The conversion of the Kentucky from a perceived paradisiacal wilderness to an undeniably manicured and manipulated landscape was a relatively rapid process and was greatly influenced by economic motivations. European visitors were apt to see the conversion in somewhat negative terms. Count Francesco Arese commented in 1837-1838: “The most sincere and least bombastic Americans tell you that the country around Lexington is the garden of the United States: the others tell you it is the garden of the world! In reality it is very beautiful, but in a positive, numerical way, a money-beauty, in short an American beauty.” The romantic stereotype of the buckskinned backwoodsman living in a state of nature not unlike that attributed to the “noble savage” was belied by the merchant in his broadcloth suit and the prosperous farmer driving a four-wheeled carriage. "To be sure, the settlers that flooded into Kentucky from the 1770s onward ran the gamut—from the impoverished to the well- heeled, all expecting to find or augment their fortunes in Kentucky’s rich and fertile lands. Not surprisingly, those with economic assets and social connections prevailed over those without although there was the occasional person who rose to prosperity from humble origins."
Kentucky becomes the 15th state on June 1, 1792.
In 1796, Daniel Boone’s Wilderness Trail through the KY Cumberland Gap is now opened to wagons. No single trail was more significant in the westward spread of American colonization than the Wilderness Road of Virginia, Tennessee and Kentucky. It was the first route opened across the Appalachian barrier. From 1775 to 1800 it was the principal overland entry into the limitless reaches of the West. In 1775, Daniel Boone blazed a trail for the Transylvania Company from Fort Chiswell in Virginia through the Cumberland Gap into central Kentucky. It was later lengthened, following Native American trails, to reach the Falls of the Ohio. The Wilderness Road was steep, rough, narrow, and could only be traversed on foot or horseback. In 1796, an improved all-weather road was opened for wagon and carriage travel. Until now, salt had to be shipped into the Thirteen Colonies from the West Indies at great expense. It was the only meat preservative available and Kentucky had an extra lure with its large salt brine lakes near Fort Boonesborough. The many "salt licks" of Kentucky are today reflected in the many places named in the state that use the words "lick" or "licking". Defensive log blockhouses built alongside the road had portholes in the walls for firing at Indian attackers. They were often called "stations". The Shawnee attacked from the north, while the Chickamauaga came from the south, hundreds of pioneers were killed by relentless Indian attacks.
Alexander Davidson moves to Kentucky in 1797. Alexander, now 52, leads his family through the Cumberland Gap into wilderness of Kentucky and settles his homestead at the south fork of Barren River and Barren Creek just south of Glasgow.
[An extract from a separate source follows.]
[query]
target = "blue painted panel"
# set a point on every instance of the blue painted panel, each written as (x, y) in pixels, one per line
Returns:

Glasgow, becomes the county seat of justice, about one hundred miles from Frankfort. The town of Glasgow is situated on the turnpike road leading from Louisville to Nashville.
Barren County embraces almost every description of soil and surface. From Glasgow north and northeast for about ten miles, the land is level and the soil rich; beyond it is generally hilly and poor: the remainder of the county is mostly rolling, but with a productive soil. The sub-soil is of clay, founded on limestone. Fine springs abound; and being well timbered and watered with several large creeks, saw and grist mills have been erected in abundance. The staple products are tobacco, corn, wheat, rye and oats. Tobacco is the most important article of export from this county - about twenty-five hundred hogsheads being the average annual product. Horses, mules, and hogs, are also raised for export. There are three salt furnaces in operation in the county, making from thirty to forty bushels each per day.
On 5 November 1798 he organized the Mt. Tabor Baptist Church of Glasgow, Barren County, Kentucky. It was the very first church in that region of south central Kentucky. MT. TABOR church was located on Beaver Creek, some two miles west of Glasgow in Barren county. It was gathered by Alexander Davidson, and was constituted of seven members, by the assistance of John Murphy and the famous old pioneer, William Hickman, and Carter Tarrant. 1798, Nov 5th, Alexander Davidson is chosen pastor, John Murphy was elected clerk, and John Baugh was appointed to hold meetings, in the absence of the pastor. Several churches formed in the Green River country, the first conference, look to the formation of an church association.
Alexander Davidson’s settlement was called South Fork, it is located 2 miles southwest of Glasgow. The homestead would eventually grow to contained over seven hundred acres. His elder sons also acquire large tracts of land in the same area.